Sounds good in theory. But there’s also the assumption mixed in here that people drink alcohol soley because there is no safe alternative and that humans are always logical in their life choices. Clearly we are not. We are an inherently self destructive bunch, regularly eating, drinking and smoking things that are harmful to our health but pleasurable in the moment. We do this knowing (and maybe because) it will shorten our life. Alcohol drinking is a complicated psychological and cultural phenomenon that is unlikely to stop anytime soon.

But, like e-cigarettes, some kind of synthetic alternative on the market could improve our relationship with booze, and reduce the millions of alcohol caused deaths each year. And it would definitely help people like me who are over binge-drinking but want the occasional fuzzy evening without the nasty hangover.

So can you buy it yet?

No. But it’s getting closer. But if it ever does get past the FDA, it will be fascinating to see how it translates.

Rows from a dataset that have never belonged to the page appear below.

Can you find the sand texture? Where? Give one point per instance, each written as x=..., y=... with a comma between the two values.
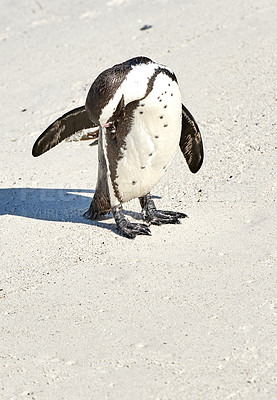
x=189, y=312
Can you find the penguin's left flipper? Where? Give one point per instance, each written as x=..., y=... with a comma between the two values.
x=158, y=217
x=191, y=141
x=65, y=126
x=125, y=227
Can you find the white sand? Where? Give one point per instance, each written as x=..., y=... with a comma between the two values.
x=190, y=312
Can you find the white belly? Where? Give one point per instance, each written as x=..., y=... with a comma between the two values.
x=153, y=141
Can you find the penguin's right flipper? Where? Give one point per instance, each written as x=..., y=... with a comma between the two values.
x=191, y=141
x=65, y=126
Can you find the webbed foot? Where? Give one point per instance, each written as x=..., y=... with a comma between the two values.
x=125, y=227
x=158, y=217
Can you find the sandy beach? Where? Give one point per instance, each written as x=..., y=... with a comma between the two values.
x=188, y=313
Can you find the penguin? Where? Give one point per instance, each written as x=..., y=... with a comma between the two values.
x=138, y=109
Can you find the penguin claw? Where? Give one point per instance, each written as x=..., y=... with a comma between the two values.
x=159, y=217
x=130, y=230
x=125, y=227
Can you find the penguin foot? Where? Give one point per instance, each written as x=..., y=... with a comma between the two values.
x=158, y=217
x=125, y=227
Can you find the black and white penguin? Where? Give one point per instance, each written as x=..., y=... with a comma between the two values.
x=137, y=107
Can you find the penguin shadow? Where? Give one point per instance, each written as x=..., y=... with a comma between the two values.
x=61, y=205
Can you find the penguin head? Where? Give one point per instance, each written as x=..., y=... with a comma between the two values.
x=105, y=98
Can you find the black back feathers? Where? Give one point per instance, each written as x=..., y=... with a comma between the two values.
x=65, y=126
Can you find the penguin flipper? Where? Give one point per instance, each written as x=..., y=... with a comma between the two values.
x=191, y=141
x=65, y=126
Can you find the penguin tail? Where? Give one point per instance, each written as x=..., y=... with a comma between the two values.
x=100, y=205
x=65, y=126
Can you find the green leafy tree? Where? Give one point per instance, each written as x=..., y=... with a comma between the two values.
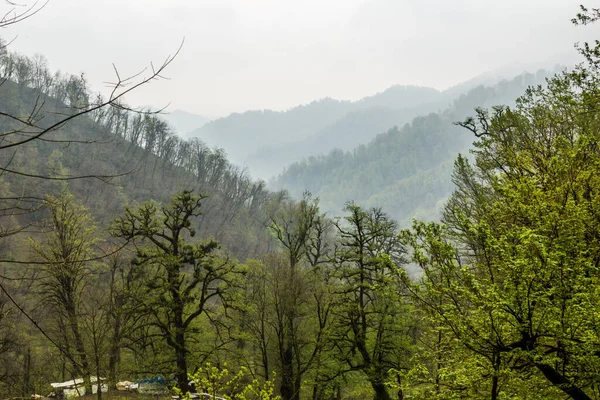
x=184, y=280
x=521, y=289
x=373, y=319
x=64, y=254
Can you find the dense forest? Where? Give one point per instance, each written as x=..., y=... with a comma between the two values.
x=405, y=170
x=458, y=258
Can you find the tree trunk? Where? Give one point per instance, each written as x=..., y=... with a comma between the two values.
x=380, y=389
x=287, y=375
x=84, y=366
x=114, y=357
x=180, y=354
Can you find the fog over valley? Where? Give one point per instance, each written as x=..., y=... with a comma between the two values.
x=293, y=200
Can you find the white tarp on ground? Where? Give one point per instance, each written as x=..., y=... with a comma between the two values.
x=76, y=387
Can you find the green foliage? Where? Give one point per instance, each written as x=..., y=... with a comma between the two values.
x=405, y=170
x=217, y=383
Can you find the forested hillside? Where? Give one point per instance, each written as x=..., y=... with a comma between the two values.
x=405, y=170
x=266, y=141
x=154, y=265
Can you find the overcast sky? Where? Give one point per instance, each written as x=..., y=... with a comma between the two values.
x=255, y=54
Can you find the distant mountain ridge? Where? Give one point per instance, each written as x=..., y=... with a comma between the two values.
x=407, y=169
x=256, y=138
x=184, y=122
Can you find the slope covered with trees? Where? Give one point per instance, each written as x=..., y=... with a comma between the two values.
x=113, y=265
x=404, y=170
x=266, y=141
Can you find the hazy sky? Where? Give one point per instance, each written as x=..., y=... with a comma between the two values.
x=253, y=54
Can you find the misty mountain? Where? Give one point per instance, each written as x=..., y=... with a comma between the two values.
x=405, y=170
x=184, y=122
x=257, y=139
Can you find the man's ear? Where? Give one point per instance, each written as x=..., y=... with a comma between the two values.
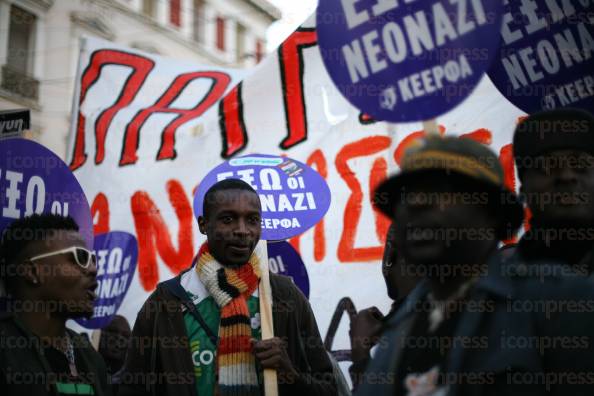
x=31, y=272
x=202, y=225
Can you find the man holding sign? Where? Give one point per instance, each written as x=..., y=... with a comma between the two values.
x=50, y=277
x=212, y=312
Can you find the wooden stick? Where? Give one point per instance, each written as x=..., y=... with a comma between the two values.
x=267, y=326
x=95, y=338
x=430, y=127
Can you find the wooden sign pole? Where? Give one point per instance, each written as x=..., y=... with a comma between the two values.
x=267, y=326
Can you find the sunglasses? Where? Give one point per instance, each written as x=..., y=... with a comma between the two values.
x=82, y=256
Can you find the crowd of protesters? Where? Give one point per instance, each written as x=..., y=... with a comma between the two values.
x=473, y=313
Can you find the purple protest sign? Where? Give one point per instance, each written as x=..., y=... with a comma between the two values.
x=407, y=61
x=294, y=197
x=33, y=180
x=546, y=59
x=117, y=254
x=283, y=259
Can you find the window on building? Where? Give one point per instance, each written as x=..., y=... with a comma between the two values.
x=18, y=71
x=149, y=8
x=198, y=21
x=240, y=33
x=220, y=33
x=175, y=12
x=21, y=40
x=259, y=50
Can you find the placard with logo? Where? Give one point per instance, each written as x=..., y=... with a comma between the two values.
x=407, y=61
x=294, y=197
x=34, y=180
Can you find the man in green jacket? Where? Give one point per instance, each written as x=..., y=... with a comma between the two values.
x=49, y=275
x=199, y=334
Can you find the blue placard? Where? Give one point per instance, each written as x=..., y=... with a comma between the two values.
x=33, y=180
x=546, y=59
x=117, y=255
x=283, y=259
x=294, y=197
x=405, y=61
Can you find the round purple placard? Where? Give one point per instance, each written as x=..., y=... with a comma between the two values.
x=283, y=259
x=546, y=59
x=117, y=255
x=294, y=197
x=33, y=180
x=407, y=61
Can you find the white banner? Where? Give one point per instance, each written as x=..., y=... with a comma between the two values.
x=148, y=129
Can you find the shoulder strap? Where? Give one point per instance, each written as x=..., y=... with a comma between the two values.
x=174, y=287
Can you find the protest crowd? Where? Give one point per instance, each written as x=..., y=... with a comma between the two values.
x=490, y=284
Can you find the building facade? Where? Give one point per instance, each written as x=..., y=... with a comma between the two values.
x=40, y=43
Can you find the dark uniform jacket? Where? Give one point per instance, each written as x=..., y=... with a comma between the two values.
x=25, y=371
x=159, y=358
x=525, y=335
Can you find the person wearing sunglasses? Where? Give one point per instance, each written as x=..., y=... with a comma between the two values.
x=50, y=277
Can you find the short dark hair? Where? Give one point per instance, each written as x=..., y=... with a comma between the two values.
x=20, y=233
x=223, y=185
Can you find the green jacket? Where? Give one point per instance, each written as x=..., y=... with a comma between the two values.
x=26, y=372
x=159, y=357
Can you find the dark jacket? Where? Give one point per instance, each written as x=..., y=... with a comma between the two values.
x=159, y=358
x=26, y=372
x=518, y=337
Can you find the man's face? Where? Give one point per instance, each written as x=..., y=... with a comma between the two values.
x=559, y=188
x=439, y=221
x=232, y=226
x=400, y=278
x=63, y=284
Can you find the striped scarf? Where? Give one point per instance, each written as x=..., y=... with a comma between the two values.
x=230, y=288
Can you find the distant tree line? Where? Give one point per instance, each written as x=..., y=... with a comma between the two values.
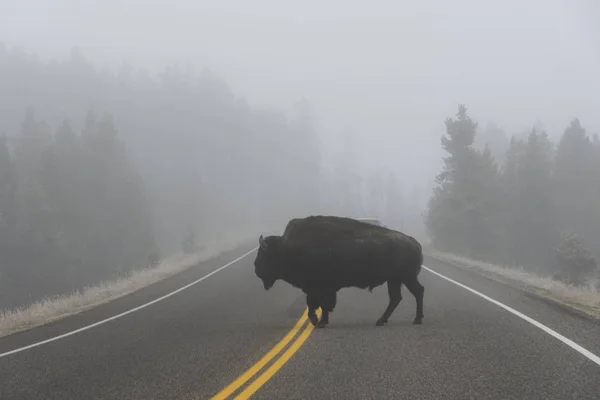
x=103, y=172
x=538, y=207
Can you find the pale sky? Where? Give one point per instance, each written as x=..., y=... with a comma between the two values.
x=391, y=70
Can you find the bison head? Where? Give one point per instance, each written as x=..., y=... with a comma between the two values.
x=265, y=264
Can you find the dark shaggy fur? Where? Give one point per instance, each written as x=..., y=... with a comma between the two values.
x=322, y=254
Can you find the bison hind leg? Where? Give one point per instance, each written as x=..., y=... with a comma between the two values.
x=417, y=290
x=395, y=294
x=328, y=302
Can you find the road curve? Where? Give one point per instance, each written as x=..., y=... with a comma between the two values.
x=197, y=342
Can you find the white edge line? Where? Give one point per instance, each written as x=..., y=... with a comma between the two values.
x=85, y=328
x=532, y=321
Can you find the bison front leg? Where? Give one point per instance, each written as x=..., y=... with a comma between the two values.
x=328, y=301
x=313, y=301
x=395, y=294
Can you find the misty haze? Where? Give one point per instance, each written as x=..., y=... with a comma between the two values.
x=147, y=143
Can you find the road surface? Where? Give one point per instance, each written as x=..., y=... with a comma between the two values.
x=198, y=341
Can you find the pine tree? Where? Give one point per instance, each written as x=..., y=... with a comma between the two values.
x=458, y=215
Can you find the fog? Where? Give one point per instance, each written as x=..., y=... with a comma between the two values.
x=240, y=114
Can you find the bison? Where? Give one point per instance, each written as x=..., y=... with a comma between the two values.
x=322, y=254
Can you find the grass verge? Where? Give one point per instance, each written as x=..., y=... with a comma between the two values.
x=582, y=299
x=57, y=307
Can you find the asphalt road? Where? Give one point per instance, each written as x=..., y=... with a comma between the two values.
x=193, y=344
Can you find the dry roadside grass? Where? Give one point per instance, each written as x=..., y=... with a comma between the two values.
x=584, y=299
x=58, y=307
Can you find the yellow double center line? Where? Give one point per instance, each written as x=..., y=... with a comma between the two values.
x=269, y=372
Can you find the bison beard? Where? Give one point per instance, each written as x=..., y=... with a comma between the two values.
x=322, y=254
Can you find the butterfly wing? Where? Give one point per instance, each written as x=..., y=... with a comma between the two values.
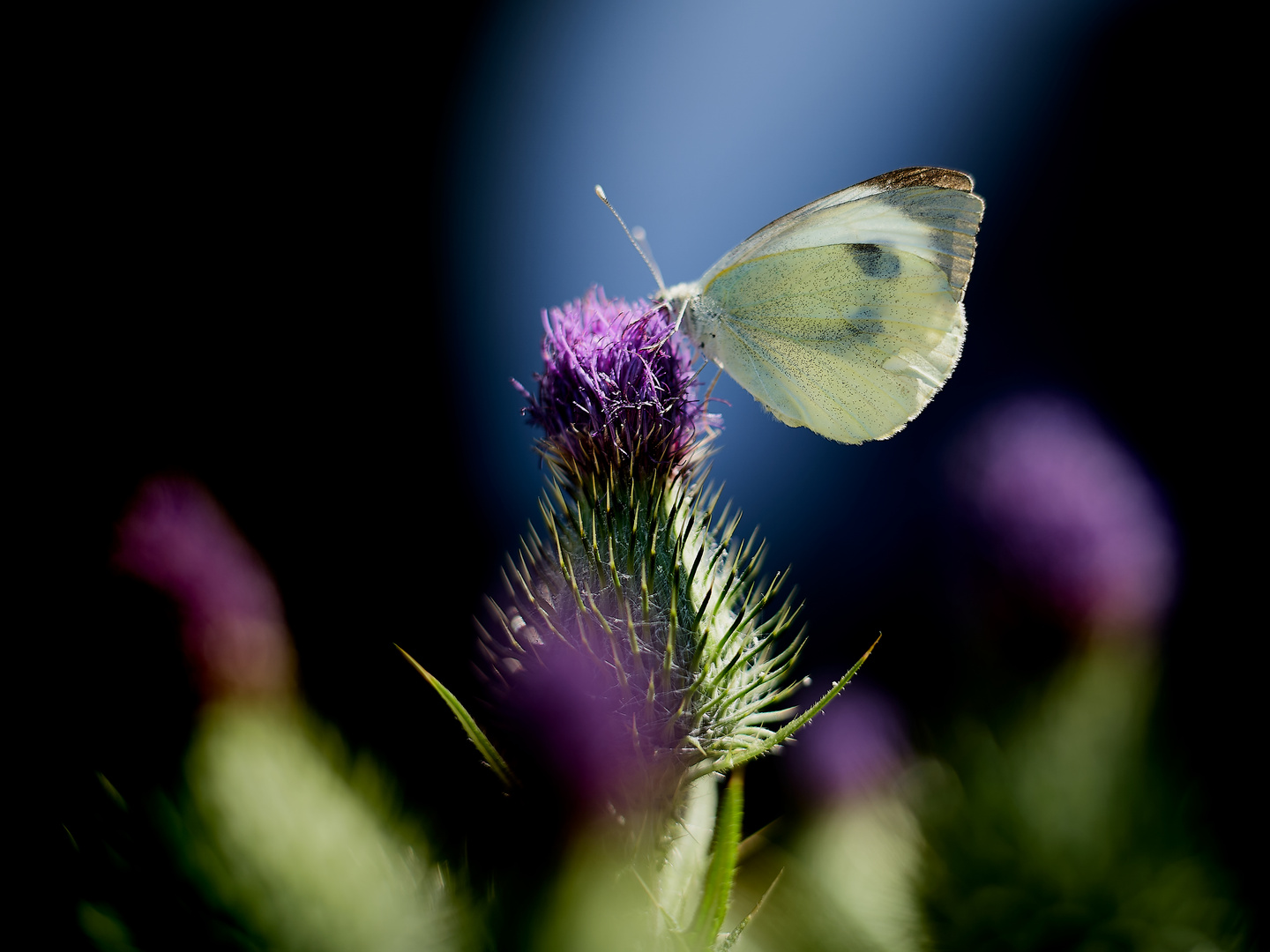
x=845, y=316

People could love it. They could be freaked out by its chemically sounding name. They might start using it straight away, or rebel against the health police and down more Chardonnay. Either way, I am reinstating a two drink maximum for now. The hangxiety just isn’t worth it.

UPDATE: Since writing this article I have now heard the name “Alcarelle” being thrown around by Nutt. Still not convinced. But it’s getting better.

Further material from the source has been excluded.